Support for the ANC from black states bordering South Africa is wilting under immense pressure from Pretoria. Mozambique, the last and most important exception to this pattern, appears ready for some form of -''nonaggres- sion'' pact, perhaps more tacit than formal, with South Africa.
This laying out of the ''unwelcome'' mat by the region's black governments, even if reluctantly, leaves the ANC with some tough decisions, analysts say.
Most analysts believe the ANC could continue its sabotage attacks, either from within South Africa or through the long and permeable borders South Africa shares with its neighbors. But Pretoria has clearly raised the stakes for the ANC in pursuing such a tactic: Further ANC raids may bring the wrath of Pretoria down on neighboring states, whether or not they are directly responsible. Thus relations between the black governments and the ANC are further strained.

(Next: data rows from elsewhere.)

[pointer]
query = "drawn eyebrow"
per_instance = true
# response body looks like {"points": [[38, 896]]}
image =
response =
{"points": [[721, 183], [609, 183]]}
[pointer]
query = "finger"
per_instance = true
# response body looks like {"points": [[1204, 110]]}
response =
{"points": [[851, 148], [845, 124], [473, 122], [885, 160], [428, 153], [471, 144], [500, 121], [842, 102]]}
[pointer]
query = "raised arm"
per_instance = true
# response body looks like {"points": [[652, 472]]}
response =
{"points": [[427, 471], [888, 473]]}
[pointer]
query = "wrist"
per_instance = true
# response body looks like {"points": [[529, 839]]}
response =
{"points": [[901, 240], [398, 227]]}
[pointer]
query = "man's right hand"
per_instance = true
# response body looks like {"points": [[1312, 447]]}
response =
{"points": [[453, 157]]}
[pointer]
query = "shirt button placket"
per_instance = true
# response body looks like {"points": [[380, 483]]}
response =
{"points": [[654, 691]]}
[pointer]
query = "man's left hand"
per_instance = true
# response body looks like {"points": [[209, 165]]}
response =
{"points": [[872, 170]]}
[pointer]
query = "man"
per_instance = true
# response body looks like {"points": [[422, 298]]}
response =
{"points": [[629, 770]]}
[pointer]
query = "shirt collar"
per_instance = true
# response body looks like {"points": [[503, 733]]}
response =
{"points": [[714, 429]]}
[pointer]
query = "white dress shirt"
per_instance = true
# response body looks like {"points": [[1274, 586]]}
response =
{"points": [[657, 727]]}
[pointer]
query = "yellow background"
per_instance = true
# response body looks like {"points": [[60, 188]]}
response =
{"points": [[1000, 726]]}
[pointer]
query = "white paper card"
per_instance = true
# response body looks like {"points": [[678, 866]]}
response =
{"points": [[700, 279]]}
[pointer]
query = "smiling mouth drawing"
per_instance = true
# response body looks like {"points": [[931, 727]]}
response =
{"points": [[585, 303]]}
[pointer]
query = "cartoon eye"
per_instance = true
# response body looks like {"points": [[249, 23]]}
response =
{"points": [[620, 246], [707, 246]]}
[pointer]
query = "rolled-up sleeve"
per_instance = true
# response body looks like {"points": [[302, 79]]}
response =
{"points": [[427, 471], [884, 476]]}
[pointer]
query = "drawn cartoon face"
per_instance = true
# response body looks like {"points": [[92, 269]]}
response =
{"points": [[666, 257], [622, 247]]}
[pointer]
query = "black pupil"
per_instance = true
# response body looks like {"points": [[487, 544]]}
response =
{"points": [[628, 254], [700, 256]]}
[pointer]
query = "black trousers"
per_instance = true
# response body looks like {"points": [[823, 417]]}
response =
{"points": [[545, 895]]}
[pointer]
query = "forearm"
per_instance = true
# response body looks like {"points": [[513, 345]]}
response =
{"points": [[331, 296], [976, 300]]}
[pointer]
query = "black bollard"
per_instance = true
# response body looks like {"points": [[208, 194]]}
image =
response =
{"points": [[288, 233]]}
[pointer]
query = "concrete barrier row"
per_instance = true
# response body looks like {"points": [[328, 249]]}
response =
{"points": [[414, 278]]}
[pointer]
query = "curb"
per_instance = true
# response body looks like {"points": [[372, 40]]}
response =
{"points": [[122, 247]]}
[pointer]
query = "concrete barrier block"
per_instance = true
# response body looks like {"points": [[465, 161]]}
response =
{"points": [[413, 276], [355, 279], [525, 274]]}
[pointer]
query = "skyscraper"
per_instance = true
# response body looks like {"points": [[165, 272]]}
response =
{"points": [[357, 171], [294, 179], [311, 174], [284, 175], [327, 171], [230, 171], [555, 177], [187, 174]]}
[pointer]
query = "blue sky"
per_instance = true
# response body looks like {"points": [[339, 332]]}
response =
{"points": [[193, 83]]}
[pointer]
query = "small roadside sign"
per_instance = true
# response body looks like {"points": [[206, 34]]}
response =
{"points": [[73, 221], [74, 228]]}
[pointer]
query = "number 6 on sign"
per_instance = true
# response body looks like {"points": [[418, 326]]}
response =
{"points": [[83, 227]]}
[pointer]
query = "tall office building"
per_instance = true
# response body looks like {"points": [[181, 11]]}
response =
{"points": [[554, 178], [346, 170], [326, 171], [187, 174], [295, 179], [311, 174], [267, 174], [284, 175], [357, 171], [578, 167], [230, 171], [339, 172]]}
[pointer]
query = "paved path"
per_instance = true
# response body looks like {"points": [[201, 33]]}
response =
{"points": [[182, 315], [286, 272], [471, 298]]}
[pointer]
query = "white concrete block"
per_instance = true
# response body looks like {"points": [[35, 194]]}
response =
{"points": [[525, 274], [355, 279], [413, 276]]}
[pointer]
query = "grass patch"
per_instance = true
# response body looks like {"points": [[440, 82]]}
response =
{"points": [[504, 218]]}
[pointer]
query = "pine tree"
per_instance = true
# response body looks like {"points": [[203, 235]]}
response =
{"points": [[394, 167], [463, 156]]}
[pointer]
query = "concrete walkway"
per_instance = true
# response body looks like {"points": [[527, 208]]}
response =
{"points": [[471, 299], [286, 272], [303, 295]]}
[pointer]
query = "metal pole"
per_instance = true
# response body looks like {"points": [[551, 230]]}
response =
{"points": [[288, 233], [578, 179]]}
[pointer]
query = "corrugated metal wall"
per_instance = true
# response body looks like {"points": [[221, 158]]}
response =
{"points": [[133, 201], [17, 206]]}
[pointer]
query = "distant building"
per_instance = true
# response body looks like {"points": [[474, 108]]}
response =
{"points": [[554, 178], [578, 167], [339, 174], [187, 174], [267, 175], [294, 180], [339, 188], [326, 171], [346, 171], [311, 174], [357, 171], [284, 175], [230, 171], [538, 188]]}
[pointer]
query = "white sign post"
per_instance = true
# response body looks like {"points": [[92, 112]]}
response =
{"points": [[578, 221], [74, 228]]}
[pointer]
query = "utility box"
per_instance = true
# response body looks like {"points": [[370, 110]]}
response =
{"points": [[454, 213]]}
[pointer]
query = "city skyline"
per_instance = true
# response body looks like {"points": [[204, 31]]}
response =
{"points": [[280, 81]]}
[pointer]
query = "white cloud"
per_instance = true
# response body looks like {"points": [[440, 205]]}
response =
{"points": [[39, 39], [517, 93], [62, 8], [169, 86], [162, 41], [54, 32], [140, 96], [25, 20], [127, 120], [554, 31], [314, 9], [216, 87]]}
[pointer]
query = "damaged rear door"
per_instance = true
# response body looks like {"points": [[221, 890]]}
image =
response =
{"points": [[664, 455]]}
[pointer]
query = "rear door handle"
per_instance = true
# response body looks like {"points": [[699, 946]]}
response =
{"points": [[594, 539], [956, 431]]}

Another option apparently open to the ANC is to shift gears, downgrading sabotage activity and concentrating on further strengthening of its underground political support within South Africa.
The difficulty with this course is that the ANC is banned in South Africa and has effectively used sabotage not so much to physically weaken white rule, but to ''excite admiration'' among blacks, says Tom Lodge of the University of the Witwatersrand in Johannesburg.
Mr. Lodge, who has studied the ANC, says the sabotage campaign has yielded political benefits and made the group the ''center of political gravity'' in South Africa's black townships. But as an outlawed organization, working solely on the political level will be difficult, Lodge points out. Mozambique's apparent willingness to reduce support for the ANC to the strictly diplomatic and rhetorical level marks a turning point for the ANC.
The ANC was banned in 1960, but a popular revival began in '75, Lodge says.
It was in 1975 that Portugal's rule in Mozambique and Angola was -over- thrown. ANC links with rebels who gained power in those countries paid off. Lodge says support of the new Mozambican and Angolan rulers ''was fundamental in the launching of an insurgency in South Africa.''
Since 1975, the ANC's sabotage campaign has escalated steadily with Mozambique apparently serving as the primary staging point for the attacks and Angola serving as a training center. Lodge says it is unclear whether the Mozambique government has actively aided the ANC. But evidence suggests that ANC rebels have been ''funneled through Mozambique'' and that Maputo has turned a blind eye, he says.
Since 1981, South Africa has launched three strikes against alleged ANC nests in Mozambique to pressure Maputo into restraining the ANC. The tactic and alleged Pretoria support for Mozambican rebels appear to have paid off - as they apparently have in Swaziland and Lesotho, which South Africa also pressured.
South Africa and Mozambique have held talks focusing on security issues, but extending to economic relations.
They apparently accepted in principle the idea of cooperating on security, with the Mozambicans restraining the ANC and Pretoria restraining the Mozambican rebels. Analysts consider the rapprochement ''fragile.'' Zimbabwe and Botswana also refuse to let the ANC operate militarily on their soil.